O aumento das regras de segurança no que diz respeito a obras de recuperação de monumentos não chegou para travar o incêndio na Catedral de Notre-Dame, feita maioritariamente de madeira.
Paulo Almeida Ferreira é, há vários anos, sacristão na Basílica do Sacré-Coeur, um dos templos católicos mais visitados em França, situado no topo do bairro de Montmartre, lugar de pintores e artistas. Vive a poucos quilómetros da Catedral de Notre-Dame, que sobreviveu em pé mas não inteira a um incêndio que destruiu dois terços do telhado da Igreja, na segunda-feira.
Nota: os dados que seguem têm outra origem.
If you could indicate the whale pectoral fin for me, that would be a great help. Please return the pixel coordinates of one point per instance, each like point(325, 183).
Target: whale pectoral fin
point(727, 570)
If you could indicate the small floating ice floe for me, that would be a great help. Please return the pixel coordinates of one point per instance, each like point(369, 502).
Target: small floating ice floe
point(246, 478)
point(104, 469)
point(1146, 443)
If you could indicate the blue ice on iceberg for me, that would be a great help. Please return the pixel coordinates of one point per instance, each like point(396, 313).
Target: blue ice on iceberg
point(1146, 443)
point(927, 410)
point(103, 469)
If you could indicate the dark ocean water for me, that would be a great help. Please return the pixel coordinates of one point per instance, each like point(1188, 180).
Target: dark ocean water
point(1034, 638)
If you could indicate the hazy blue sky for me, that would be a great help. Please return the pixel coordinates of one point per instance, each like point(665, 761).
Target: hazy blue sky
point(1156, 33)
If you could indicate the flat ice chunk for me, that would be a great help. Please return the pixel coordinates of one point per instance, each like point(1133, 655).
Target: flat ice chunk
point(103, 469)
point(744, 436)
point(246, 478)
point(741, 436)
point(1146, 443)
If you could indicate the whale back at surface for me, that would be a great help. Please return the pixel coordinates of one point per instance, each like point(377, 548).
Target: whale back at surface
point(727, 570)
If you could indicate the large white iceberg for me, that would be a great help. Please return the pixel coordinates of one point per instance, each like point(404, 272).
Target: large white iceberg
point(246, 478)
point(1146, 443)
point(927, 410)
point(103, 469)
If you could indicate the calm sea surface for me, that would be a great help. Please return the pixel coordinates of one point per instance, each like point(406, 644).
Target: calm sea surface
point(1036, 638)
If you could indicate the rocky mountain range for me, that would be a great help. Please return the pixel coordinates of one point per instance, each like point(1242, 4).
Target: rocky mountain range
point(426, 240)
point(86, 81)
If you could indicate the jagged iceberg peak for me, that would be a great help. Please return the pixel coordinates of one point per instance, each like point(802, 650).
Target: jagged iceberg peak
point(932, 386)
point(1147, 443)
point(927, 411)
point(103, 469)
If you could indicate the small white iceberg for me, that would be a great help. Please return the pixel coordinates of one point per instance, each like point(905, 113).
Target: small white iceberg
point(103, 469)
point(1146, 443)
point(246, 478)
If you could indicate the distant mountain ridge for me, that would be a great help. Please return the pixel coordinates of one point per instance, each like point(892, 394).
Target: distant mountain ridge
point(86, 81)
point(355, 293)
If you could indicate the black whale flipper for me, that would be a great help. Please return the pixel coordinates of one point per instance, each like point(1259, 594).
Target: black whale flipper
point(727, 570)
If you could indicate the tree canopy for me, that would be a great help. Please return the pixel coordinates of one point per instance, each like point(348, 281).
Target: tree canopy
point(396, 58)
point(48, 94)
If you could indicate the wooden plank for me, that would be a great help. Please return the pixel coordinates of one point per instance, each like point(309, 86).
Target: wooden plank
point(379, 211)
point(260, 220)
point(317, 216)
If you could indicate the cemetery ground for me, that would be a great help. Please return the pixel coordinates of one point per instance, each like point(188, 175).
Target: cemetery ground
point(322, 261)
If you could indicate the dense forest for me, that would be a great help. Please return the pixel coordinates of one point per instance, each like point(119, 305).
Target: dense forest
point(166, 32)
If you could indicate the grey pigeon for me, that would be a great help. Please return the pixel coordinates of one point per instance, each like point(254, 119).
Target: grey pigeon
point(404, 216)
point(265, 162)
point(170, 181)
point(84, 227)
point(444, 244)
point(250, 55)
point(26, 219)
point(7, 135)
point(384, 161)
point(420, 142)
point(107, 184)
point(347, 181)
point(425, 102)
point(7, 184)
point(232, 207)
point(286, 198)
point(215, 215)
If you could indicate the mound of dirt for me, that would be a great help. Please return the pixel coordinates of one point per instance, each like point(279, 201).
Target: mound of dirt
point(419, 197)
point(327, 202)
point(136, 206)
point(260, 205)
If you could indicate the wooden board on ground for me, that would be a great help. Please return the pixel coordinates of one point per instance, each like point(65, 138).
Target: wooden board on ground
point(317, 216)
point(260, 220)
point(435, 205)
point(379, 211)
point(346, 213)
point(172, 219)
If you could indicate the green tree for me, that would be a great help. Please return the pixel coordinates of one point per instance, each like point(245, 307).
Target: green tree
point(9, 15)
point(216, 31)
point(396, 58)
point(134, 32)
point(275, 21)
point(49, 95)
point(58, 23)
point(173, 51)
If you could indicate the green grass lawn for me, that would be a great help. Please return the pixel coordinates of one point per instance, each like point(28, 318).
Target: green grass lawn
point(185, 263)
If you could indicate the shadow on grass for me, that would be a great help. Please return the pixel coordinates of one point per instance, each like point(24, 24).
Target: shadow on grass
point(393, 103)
O português, conhecedor do tipo de construção da catedral e dos processos de reparação, explicou ao JN que as "obras de melhoramento" que decorriam quando o fogo deflagrou nas águas furtadas do edifício incidiam sobre uma estrutura interior de suporte do telhado.
Paulo Ferreira detalhou que, apesar de uma parte da cúpula ser de bronze e de alguns elementos serem feitos de ferro e outros materiais metálicos, "80% da catedral é feita de madeira", o que facilita a propagação das chamas e os efeitos nefastos do fogo. "Os maçaricos [usados na obra] com a madeira resultam nisto", afirmou.
Há coisas que são irreparáveis
"Os vitrais também foram afetados, partiram. São unidos por chumbo, um material que derrete. Vai demorar anos até os danos serem reparados. É uma despesa enorme. Há coisas que são irreparáveis", disse, acrescentando ser "impossível" reparar as vidraças coloridas.
O resto já se sabe: as chamas levaram ao desabamento de um pináculo e à destruição de dois terços da área atingida.
Os trabalhos, garantiu Paulo, estavam a ser acompanhados por antigos artesãos e eram alvo de "muito controlo" e de "níveis de segurança muito rigorosos". Ao longo dos anos, empresas privadas e sucessivos Governos têm apertado as regras de proteção no que diz respeito a obras de recuperação em edifícios e monumentos. Mas as lonas de plástico utilizadas "para proteger os trabalhadores do frio" também podem ser uma acendalha para o fogo, explicou o eclesiástico.
O sacristão português residente em França adiantou que as cerimónias da Semana Santa que deveriam ter lugar em Notre-Dame vão ser acolhidas pela Igreja de São Sulpício, em Paris, que está igualmente em obras de recuperação e que recentemente sofreu também um incêndio.